What Makes a Great Whiskey? 5 Things to Consider
While everyone has their own opinion on what constitutes a fine whiskey, there are certainly a few distinguishing features. What makes a whiskey “good” might be a combination of factors, including the complexity of its flavor, the quality of its components, the care used during distillation, its smoothness, and how long it has been aged. The best whiskey is the one you’re about to drink, so there’s no point in asking what it is.
The enjoyment of even a single taste of whiskey depends on several aspects that we will examine here. After reading this, you should be able to answer the question “What is a good whiskey?” with confidence.
Complexities of Flavour
A good whiskey may be savored neat or with a splash of water, whereas a worse whiskey is better suited for use in a mixed drink. Naturally, a whiskey with an abundance of intricacy would work in a cocktail, but then you wouldn’t get to enjoy the unique nuances of flavor that went into making each bottle. The complex flavor of fine whiskey results from several factors coming together.

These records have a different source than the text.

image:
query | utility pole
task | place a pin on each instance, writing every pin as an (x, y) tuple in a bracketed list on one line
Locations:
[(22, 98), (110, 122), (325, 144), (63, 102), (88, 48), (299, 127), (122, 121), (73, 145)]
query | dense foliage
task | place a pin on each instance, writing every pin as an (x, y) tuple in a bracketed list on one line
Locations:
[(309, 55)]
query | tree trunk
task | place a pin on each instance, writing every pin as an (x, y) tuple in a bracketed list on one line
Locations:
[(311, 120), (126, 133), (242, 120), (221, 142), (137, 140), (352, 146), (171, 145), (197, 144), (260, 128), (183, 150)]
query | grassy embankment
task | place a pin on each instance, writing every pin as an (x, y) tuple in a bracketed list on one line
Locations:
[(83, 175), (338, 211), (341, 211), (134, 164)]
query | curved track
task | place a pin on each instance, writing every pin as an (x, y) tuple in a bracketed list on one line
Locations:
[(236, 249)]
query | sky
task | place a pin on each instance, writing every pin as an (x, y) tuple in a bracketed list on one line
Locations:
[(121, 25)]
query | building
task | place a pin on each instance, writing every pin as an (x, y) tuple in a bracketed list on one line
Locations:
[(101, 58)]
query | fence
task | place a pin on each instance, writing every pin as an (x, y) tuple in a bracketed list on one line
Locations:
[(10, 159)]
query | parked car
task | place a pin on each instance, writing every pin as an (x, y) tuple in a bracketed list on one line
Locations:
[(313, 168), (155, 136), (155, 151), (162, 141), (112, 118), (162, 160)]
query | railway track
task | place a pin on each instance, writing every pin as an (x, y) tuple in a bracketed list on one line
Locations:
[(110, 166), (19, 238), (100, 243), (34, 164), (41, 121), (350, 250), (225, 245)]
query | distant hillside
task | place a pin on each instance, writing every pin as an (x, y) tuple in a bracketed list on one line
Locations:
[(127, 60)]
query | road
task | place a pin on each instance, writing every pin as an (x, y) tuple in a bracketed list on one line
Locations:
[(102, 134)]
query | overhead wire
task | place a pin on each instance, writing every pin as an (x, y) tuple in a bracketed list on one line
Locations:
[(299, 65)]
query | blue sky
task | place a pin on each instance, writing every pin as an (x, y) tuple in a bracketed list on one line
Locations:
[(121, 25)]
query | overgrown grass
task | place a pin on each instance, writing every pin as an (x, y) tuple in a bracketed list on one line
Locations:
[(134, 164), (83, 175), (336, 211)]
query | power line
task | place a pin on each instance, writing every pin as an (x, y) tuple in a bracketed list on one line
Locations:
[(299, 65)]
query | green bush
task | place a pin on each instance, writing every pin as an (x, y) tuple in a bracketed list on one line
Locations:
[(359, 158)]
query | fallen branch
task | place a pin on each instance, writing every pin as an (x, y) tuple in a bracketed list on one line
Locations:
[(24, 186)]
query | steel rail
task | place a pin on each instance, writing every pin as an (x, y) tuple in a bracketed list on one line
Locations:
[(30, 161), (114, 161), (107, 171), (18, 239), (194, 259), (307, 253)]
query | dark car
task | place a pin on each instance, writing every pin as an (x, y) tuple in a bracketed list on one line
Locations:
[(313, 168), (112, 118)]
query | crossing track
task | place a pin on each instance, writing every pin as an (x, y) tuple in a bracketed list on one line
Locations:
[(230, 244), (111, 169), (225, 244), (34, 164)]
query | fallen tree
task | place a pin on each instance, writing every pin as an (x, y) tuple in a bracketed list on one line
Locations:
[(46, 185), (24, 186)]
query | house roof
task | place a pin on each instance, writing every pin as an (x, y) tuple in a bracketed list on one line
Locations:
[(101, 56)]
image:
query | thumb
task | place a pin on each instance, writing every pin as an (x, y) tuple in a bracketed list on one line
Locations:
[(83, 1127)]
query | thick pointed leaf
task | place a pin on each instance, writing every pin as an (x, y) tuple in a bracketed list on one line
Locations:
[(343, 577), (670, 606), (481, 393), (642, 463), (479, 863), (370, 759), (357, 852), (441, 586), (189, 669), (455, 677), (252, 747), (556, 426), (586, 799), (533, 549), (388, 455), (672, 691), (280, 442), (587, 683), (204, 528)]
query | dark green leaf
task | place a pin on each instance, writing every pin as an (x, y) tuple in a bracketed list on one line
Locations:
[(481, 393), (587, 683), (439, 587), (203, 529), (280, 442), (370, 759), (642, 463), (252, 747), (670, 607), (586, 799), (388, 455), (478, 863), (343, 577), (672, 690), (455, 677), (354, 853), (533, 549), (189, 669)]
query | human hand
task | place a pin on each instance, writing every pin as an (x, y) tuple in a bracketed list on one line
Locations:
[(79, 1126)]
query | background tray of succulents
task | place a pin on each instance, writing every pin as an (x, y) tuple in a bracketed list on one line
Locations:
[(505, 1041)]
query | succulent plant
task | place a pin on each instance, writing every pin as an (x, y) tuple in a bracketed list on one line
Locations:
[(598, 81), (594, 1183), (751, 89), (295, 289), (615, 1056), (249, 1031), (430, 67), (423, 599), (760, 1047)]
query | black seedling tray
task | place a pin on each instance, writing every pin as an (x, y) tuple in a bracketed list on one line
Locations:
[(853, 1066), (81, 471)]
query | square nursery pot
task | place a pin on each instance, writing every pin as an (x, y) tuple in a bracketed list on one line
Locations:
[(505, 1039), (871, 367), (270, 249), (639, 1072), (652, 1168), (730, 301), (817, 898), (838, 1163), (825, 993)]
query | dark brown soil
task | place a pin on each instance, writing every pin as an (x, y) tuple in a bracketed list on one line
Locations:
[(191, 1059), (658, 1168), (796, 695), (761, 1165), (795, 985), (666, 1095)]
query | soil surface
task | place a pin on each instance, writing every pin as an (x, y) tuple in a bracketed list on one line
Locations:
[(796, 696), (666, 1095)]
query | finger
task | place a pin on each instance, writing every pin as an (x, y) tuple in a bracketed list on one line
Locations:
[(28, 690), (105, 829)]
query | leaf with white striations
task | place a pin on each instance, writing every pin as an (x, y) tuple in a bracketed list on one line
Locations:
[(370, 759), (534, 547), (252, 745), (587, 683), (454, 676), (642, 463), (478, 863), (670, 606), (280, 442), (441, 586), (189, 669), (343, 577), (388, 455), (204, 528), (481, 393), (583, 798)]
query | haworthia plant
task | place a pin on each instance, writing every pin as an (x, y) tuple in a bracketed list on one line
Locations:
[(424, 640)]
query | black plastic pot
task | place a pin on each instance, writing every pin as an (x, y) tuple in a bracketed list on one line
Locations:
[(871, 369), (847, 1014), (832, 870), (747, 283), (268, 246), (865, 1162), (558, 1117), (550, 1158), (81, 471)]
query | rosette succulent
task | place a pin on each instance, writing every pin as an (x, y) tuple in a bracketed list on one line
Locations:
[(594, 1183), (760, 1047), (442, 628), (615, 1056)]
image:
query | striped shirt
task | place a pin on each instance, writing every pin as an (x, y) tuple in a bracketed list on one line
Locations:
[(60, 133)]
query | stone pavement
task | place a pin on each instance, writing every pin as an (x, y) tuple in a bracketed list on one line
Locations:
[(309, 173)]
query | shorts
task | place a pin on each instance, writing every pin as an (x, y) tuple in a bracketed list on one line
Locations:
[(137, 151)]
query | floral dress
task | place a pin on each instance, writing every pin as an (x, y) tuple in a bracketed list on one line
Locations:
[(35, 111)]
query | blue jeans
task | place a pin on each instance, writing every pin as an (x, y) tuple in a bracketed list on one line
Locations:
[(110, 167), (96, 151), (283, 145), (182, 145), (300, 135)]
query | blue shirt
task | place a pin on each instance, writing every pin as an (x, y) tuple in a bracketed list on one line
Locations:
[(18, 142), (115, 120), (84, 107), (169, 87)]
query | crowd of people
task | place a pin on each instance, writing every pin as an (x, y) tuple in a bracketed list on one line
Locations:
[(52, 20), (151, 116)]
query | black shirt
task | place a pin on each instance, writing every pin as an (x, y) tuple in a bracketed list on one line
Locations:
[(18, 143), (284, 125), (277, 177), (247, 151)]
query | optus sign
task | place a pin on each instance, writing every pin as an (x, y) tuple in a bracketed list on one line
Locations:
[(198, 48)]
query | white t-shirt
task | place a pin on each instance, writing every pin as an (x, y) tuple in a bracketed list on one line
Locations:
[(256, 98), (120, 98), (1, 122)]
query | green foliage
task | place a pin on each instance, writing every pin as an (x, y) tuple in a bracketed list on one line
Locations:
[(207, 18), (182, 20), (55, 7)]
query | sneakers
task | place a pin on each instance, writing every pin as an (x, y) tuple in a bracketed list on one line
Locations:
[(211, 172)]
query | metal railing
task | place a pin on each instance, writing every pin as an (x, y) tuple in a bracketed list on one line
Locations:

What Groups of Flavours Does Whiskey Fall Into?
whiskey may be broken down into a total of 8 distinct flavor families. Knowing even the names of these families might help you pick out subtle nuances in a whiskey. Listed below are the several groups that make up each family.
- Fruity: Fruit in Any Form (Fresh, Dried, or Prepared) Citric
- Sherries: Oily, nutty, chocolate, and vinous.
- Rubbery: Vegetative, Coal/Gas, Sandy, and Sulfuric.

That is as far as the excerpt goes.